Wednesday, December 14, 2011

No relevant difference: A simple argument against abortion

Since you, me, toddlers, teenagers, etc., have basic rights, and since there is no morally relevant difference (that is, relevant to whether one has basic rights) between us and human beings at earlier, prenatal developmental stages, it follows that unborn humans also have basic rights. This precludes killing them for the reasons that people have elective abortions ("unwantedness," convenience, economics, disability, etc.), just as our rights-bearing status precludes killing us for those same reasons.

The disputed premise is that there is no morally significant difference between unborn and already-born human beings. But consider the differences. Size doesn't matter, since big people are not more valuable than small people. Development doesn't matter, since a five-year-old girl is not less deserving of moral respect than her more-developed older brother. Location (in the womb or out) doesn't matter, since one doesn't become something or someone different by driving from Minneapolis to St. Paul. Dependency doesn't matter, since we may not kill breast-feeding newborns, parasitic uncles or people reliant on kidney machines or pacemakers. Intelligence doesn't matter, since smart people don't have more rights than dumb people. Appearance doesn't matter, since the "elephant man" was still, after all, a man. The sentiment of others doesn't matter, since a shunned and reclusive leper ought to be treated with dignity.

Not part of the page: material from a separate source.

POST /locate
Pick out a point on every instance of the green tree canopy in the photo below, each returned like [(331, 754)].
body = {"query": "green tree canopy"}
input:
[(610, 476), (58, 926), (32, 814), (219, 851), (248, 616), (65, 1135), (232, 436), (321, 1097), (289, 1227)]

Philosophers who defend abortion offer more sophisticated criteria for excluding unborn human beings from the community of rights-bearing persons. But these differences don't matter morally either. The capacity to suffer doesn't matter, since people with congenital insensitivity to pain are still people. The possession of desires doesn't matter, since a Buddhist who succeeds in eliminating every desire retains his right to life. The capacity for self-awareness doesn't matter, since infants and temporarily comatose people should be respected and protected, not killed when we think it is in our best interest.

The strenuous intellectual efforts in recent decades to find some plausible exclusionary criterion have simply failed, as the recent work of philosophers like Francis BeckwithPatrick LeeChristopher Kaczor, Christopher Tollefsen and Robert George makes clear. Unless someone can find reason to think there is some actually relevant difference between unborn human beings and older, unquestionably-rights-bearing human beings, this "argument from no relevant difference" holds, and elective abortion is wrong.